За дверями кабинета мы перекинулись парой фраз с Фёдоровичем, пока ждали Реброва.
– Спасибо, Иван Фёдорович. Выручили всё-таки, – начал я первым обсуждение.
– Не стоит. Это было нужно.
– Вы уж не обижайтесь, но ведь меня могли и «по командам с земли» завести на посадку. Возможно, не нужно было рисковать? – спросил я.
– Об этом в тот момент не думал. Может, и слишком было рискованно, однако все сели и хорошо…
Из кабинета командира выскочил Ребров, которого снова накрывала краснота. Пару секунд молчаливой сцены нам потребовалось понять, что он отправляет нас в свой кабинет. Здесь он продолжил молчать и только вопросительно смотрел на нас.
– Я не знаю, как так получается у меня, товарищ подполковник, – сказал я, и Ребров смиренно кивнул. Далее он начал сверлить взглядом Швабрина.
– Все на земле, а это главное. Вывод командира полка, Гелий Вольфрамович, – сказал мой инструктор.
– Здесь соглашусь. Я сейчас о другом. С полётом мы разобрались, а вот что будем дарить товарищу Рыжову?
Совершенно вылетело из головы сегодняшнее радостное событие. Тёмыч стал отцом!
– Командир, стандартная такса на покупку детской коляски, правильно? – спросил Фёдорович.
– Да я уже и не помню, сколько стоит коляска. Мои уже выросли давно. Родин, сколько нынче коляска стоит? – спросил у меня Ребров.
Нашёл кого спрашивать! Детей только на расстоянии видел.
– Не могу знать, товарищ подполковник. Мне такие заботы пока не грозят.
– Эх, вот и не заметишь, как и твоё время придёт по ночам не спать, а утром на полёты вставать невыспавшимся. Я это прошёл и знаете что, птенцы Белогорского гнезда? – Ребров подошёл к сейфу, повернул ключ, мощно пнул его и тот послушно открылся. – Это самое замечательное, что может с вами случиться.
Комэска достал из сейфа пару плиток шоколада «Кола». Одну плитку дал мне. Интересно, что на голубой пачке с непонятным обрамлением, была написана фраза: «Детям шоколад «Кола» давать нельзя».
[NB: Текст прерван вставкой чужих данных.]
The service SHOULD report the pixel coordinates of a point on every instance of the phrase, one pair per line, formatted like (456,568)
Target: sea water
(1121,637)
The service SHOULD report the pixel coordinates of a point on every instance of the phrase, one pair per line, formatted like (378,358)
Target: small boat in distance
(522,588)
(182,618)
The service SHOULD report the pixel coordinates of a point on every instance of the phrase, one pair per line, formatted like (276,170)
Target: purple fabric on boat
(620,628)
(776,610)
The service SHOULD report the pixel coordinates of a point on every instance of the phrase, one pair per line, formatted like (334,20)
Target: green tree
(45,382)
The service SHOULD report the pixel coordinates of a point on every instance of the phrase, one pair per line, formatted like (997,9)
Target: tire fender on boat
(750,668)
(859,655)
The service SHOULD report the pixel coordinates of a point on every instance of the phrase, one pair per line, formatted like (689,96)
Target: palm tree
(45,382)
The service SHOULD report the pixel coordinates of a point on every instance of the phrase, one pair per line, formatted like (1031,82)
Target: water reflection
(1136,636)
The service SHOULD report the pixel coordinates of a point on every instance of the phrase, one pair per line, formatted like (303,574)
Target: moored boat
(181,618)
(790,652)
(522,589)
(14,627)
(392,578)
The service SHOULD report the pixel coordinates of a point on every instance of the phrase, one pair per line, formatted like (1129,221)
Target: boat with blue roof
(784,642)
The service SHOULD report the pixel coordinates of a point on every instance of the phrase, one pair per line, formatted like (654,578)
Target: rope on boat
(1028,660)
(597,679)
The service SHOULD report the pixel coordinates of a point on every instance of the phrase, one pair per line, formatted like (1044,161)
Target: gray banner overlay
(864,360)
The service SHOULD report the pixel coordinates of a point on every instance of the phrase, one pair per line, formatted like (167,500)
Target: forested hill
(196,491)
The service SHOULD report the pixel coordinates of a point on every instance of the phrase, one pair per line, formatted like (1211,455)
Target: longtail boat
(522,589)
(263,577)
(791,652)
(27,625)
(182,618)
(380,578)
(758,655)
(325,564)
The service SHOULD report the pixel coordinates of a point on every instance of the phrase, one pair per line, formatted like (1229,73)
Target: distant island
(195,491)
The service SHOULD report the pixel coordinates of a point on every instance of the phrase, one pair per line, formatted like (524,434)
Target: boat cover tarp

– Ты Родин, уж извини, мал ещё. А мы с Фёдоровичем подумаем пока о таксе на коляску. Беги в казарму, подумаете о подарке своим коллективом.
Закрыв за собой дверь, я ещё некоторое время разглядывал плитку этого известного шоколада. Его особенность в том, что у него была очень насыщенная ингредиентами рецептура. Благодаря добавкам, «Колу» использовали как антистрессовый и укрепляющий продукт с тонизирующими свойствами. На этикетке, вдобавок к запрету употребления детьми, как раз написано, что по нормам применения, обычно одна-две дольки в сутки. Сомневаюсь, что дети не кушали этот продукт.
Отходя от кабинета, я услышал за дверью обрывки тоста за новорождённого и тихий звон стопок.
В казарме подготовка к празднованию радостного события в жизни нашего товарища шла полным ходом. Теперь наш рыжий друг Тёмыч стал отцом, и он, как мне кажется, ещё пока не особо осознаёт себя в этой роли.
Столы вынесены на центральный проход. Из авосек и коробок вытаскиваются кастрюли, тарелки и другие сосуды. В воздухе витает праздничная смесь салатов, варёного и жареного. Из нашей «Электроники-311с» играет «Шокинг Блю», наполняя расположение еще большей атмосферой праздника.
Без помощи четы Рыжовых и всей станицы Кучугуевской такое приготовить нереально. Представляю, что сейчас происходит там.
– Тесть сегодня на отпуск написал сразу. Борщев отпустил, – сказал Артём, выкладывая из банок соленья.
– Понял, что просто так с Кучугуевки ему не уехать? – посмеялся я вместе с ним.
– Алевтина Егоровна как знала, что нужно на целый взвод готовить, – сказал Макс, раскрывая ещё пару коробок. – Знаменитый компот твоих родителей. Или это от Никодимыча подгон?
– От него в другой коробке, – сказал Тёмыч.
– Артём, ну ты уже держал богатыря своего? – спросил я.